Sat, April 1, 3:00 to 4:30pm, The Drake Hotel, Venetian

Session Submission Type: Panel

Abstract

Popular conceptions of a ‘refugee’ rely on excluding nature from our understanding of what drives millions of people to drift into a nomadic and often ‘state-less’ existence. While specialized fields such as refugee law overwhelmingly focus on persons fleeing political persecution during the 20th century, the reality of human displacement has a longer and more complex history. The long lens of environmental history can be useful to everyone interested in these conversations. The well-attended event on “War and Environment” during ASEH 2016 was clear evidence that environmental historians recognize their role in this conversation and can effectively unpack the underlying issues. Our panel extends this conversation back into 19th century while offering insights toward the predicament of 21st century refugee affairs.

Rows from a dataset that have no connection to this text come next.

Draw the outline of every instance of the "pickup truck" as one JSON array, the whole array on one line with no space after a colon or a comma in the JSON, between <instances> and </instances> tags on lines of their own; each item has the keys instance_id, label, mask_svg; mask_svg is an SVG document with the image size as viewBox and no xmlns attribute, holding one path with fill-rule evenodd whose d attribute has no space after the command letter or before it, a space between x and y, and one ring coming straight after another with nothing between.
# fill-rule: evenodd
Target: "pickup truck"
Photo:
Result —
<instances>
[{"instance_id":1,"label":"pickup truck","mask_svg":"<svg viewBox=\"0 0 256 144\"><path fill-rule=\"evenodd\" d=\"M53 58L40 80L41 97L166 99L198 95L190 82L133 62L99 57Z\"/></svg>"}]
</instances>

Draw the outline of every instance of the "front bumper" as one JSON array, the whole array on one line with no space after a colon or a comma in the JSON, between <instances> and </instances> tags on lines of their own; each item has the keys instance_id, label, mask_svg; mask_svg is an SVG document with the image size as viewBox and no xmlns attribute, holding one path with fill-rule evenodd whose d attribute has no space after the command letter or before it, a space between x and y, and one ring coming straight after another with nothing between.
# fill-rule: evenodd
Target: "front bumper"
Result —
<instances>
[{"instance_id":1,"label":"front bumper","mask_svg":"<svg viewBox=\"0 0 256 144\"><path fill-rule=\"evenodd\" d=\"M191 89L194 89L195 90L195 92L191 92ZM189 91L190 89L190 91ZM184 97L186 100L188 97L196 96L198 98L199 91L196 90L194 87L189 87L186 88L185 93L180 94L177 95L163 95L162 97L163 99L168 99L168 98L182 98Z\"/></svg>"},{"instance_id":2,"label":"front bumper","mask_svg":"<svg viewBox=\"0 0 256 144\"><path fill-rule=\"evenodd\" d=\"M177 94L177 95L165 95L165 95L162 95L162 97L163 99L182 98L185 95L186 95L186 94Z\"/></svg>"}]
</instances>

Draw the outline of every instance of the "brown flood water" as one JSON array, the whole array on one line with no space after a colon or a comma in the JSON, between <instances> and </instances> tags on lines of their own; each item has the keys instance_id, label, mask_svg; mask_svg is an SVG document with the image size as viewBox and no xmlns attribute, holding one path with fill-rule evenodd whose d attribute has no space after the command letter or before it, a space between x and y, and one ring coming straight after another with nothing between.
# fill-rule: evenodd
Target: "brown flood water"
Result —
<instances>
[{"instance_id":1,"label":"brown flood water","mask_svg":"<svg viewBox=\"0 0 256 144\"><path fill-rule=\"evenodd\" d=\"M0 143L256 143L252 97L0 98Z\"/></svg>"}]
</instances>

At the heart of virtually all constructions of what it means to be a refugee is the history of the territorial state or empire struggling to keep its people locked in, its wars locked out, and the environment locked down. Our panelists study this struggle across terrains local and global: Erin Stewart Mauldin’s work brings a rich understanding of the impact of the U.S. Civil War and a variety of surrounding environmental crises on the lives of those apparently ‘emancipated’ by its closure, illuminating the ecological instability that forced thousands of freed people to migrate. In Philipp Lehmann’s paper we encounter migrants in colonial Southwest Africa caught between environmental crises and the violence of German state policing their movements. Finally, Saptarishi Bandopadhyay’s contribution shows how interpretations of nature in the 19th and early 20th century produced fundamental notions of international law (such as the legal character of the “refugee”) even while nature itself was erased from view—an erasure which makes it impossible for contemporary discourse to behold “environmental refugees” as a category worth reckoning with.